How Trump Makes an Election Campaign out of Conspiracy Theories from the 1990s

Did Hillary Clinton enable her husband’s sexual assaults by holding her tongue? Trump is digging around among old rumors; Clinton, too, flees into the past.

The clip that Donald Trump just published on his Instagram account is only 15 seconds long. One hears two female voices that speak of an “assault” and how such a thing should not happen to any woman. In the foreground, we see the White House and Bill Clinton with a cigar in his mouth. At the end, the loud laughter of his wife cuts in, and the description features the question: “Is Hillary really protecting women?”

The video shows the mark of the U.S. presidential election campaign at the moment. To be sure, there continue to be contradictory statements from the Republican Donald Trump (although he calls climate change a “hoax” in his speeches, he is having a wall built at his golf course in Ireland to protect it from the rising sea level). Yet, otherwise, the remaining candidates talk about the past.

The voices in Trump’s Instagram clip belong to Juanita Broaddrick and Kathleen Willey, who claim to have been sexually assaulted by Bill Clinton, respectively in 1978 and 1993. The clip intends to establish the impression that the probable candidate of the Democrats tolerated her husband’s escapades. The billionaire often labels Hillary Clinton as an enabler who “made possible” these alleged affairs and flings.

Trump told The Washington Post that his opponents would say many “nasty things” about him. He doesn’t want to play that game at all, but “as long as they do that, you know, I will play at whatever level I have to play at.”

Rumors, Quotes, Insinuations

It is normal that the U.S. media research the past of the candidates (“he [Trump] pretended to be his own publicist”). But the almost same-aged candidates, Clinton and Trump, speak so much about the past that everyone who was not interested in or too young for politics in the 1990s will learn a great deal about these pre-Internet times.

Trump and his supporters don’t just talk about the Lewinsky affair (more in this blog entry), but instead, they repeat unsubstantiated conspiracy theories, according to which Bill and Hillary Clinton were responsible for the death of their friend, the lawyer Vince Foster. The circumstances according to Trump are “serious and very fishy.”

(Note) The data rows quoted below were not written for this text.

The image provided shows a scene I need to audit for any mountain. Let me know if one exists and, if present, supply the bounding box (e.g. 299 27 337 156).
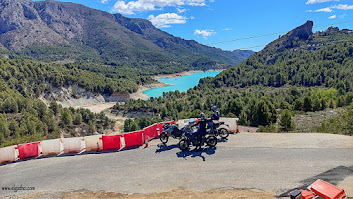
0 0 251 69
115 21 353 127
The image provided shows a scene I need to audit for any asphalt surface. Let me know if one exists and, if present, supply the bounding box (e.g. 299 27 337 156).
0 133 353 196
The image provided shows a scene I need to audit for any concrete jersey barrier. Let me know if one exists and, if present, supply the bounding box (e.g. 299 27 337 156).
85 135 103 151
40 139 64 156
0 145 18 164
63 137 85 153
0 118 239 164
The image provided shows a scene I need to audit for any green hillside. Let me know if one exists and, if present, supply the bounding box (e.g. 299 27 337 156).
116 22 353 134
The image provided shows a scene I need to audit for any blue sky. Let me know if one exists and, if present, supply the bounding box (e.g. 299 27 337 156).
37 0 353 51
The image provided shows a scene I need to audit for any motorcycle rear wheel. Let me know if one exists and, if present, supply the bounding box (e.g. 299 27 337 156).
159 132 169 144
218 128 229 138
206 136 218 147
178 139 189 151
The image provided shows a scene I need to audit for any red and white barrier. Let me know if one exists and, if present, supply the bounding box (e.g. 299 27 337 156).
16 142 40 160
124 131 144 148
40 139 64 156
0 145 18 164
102 135 122 151
0 118 238 164
143 124 159 143
63 137 85 153
85 135 103 151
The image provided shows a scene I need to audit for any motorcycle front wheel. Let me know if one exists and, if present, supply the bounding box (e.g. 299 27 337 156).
159 132 169 144
206 136 218 147
178 139 189 151
218 128 229 138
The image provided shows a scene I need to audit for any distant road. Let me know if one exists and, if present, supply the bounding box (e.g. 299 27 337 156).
0 133 353 196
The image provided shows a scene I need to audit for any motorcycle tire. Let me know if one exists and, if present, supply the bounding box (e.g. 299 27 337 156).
159 132 169 144
206 136 218 147
178 139 189 151
218 128 229 138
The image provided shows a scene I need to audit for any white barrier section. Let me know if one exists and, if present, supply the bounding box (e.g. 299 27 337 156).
63 137 85 153
41 139 64 156
0 145 18 164
85 135 103 151
177 119 189 129
219 117 239 132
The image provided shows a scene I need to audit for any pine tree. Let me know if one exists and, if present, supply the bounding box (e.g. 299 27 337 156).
279 109 294 132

The 69-year-old is drawing on his tried and tested tactic of whispering (he recently spread the rumor that Ted Cruz’s father had something to do with the murder of John F. Kennedy) to push these topics into the press. It is not difficult to recognize his calculation, as the political blogger James Hohmann writes — to be elected on Nov. 8, Hillary Clinton must be at least as unpopular as Trump himself.

The last election campaigns showed how such character assassination can be successful. In the early summer of 2012, Obama’s Democrats bombarded voters with clips that portrayed Mitt Romney as a greedy, ice-cold capitalist — and the reputation stuck like old chewing gum.

A further side effect of Trump’s “back to the past” campaign is that many will become aware once again that Bill Clinton was first elected 38 years ago, and that the Clintons are the epitome of the establishment, hated in many quarters. In so doing, he entangles himself in contradictions (fact checkers have proven that Trump defended Bill Clinton in the Lewinsky affair in the 1990s and described the impeachment proceedings in 2008 as undue), but Trump will approve of this.

He loudly complains when he is confronted with prior statements, but this apparently doesn’t hinder him from dishing out the same. Trump likes to speak about other aspects of the past: His slogan, “Make America Great Again,” nostalgically alludes to the prospering post-war America.

Trump’s opponent, Hillary Clinton, likewise likes to speak about the past. She is especially fond of the time period between 1993 and 2001 when she lived in the White House. At that time, the economy was growing rapidly, and wages were rising. Consequently, it is no wonder that Clinton recently announced that her husband Bill would have to worry less about their porcelain collection, and instead be in charge of the revitalization of the American economy.

Such announcements are supposed to remind voters of the boom of the 1990s. Yet, at the same time, the Trump attacks on Bill Clinton’s affairs, as well as the consequences of his politics (NAFTA free trade agreement) retain a certain legitimacy when Hillary makes use of her husband’s successes. It will surprise no one that there is a lot of video material with old Trump clips in Clinton’s headquarters. The newest video documents a statement of the real estate mogul from the year 2006: He was hoping for a real estate crash because people like him could then make “a lot of money.”

Up to now, Hillary has not gotten involved in personal attacks (for example, Trump’s divorces or affairs), and much speaks in favor of her avoiding this if possible. A true mud fight with Trump would appear hardly presidential, and she could only lose against an unpredictable opponent.

However, no one should harbor illusions that other liberal groups or organization will shy away from bringing out controversial details of Trump’s private life and presenting them again and again. The most recent clip of the super PAC Priorities USA, which is close to Hillary Clinton, documents the billionaire’s statements about women.

Because just like Donald Trump, Hillary Clinton has a clear idea of how she will make it to the White House: The majority of female voters must be convinced that the Republican is a woman-hater. It is necessary to hammer this message into as many brains as possible.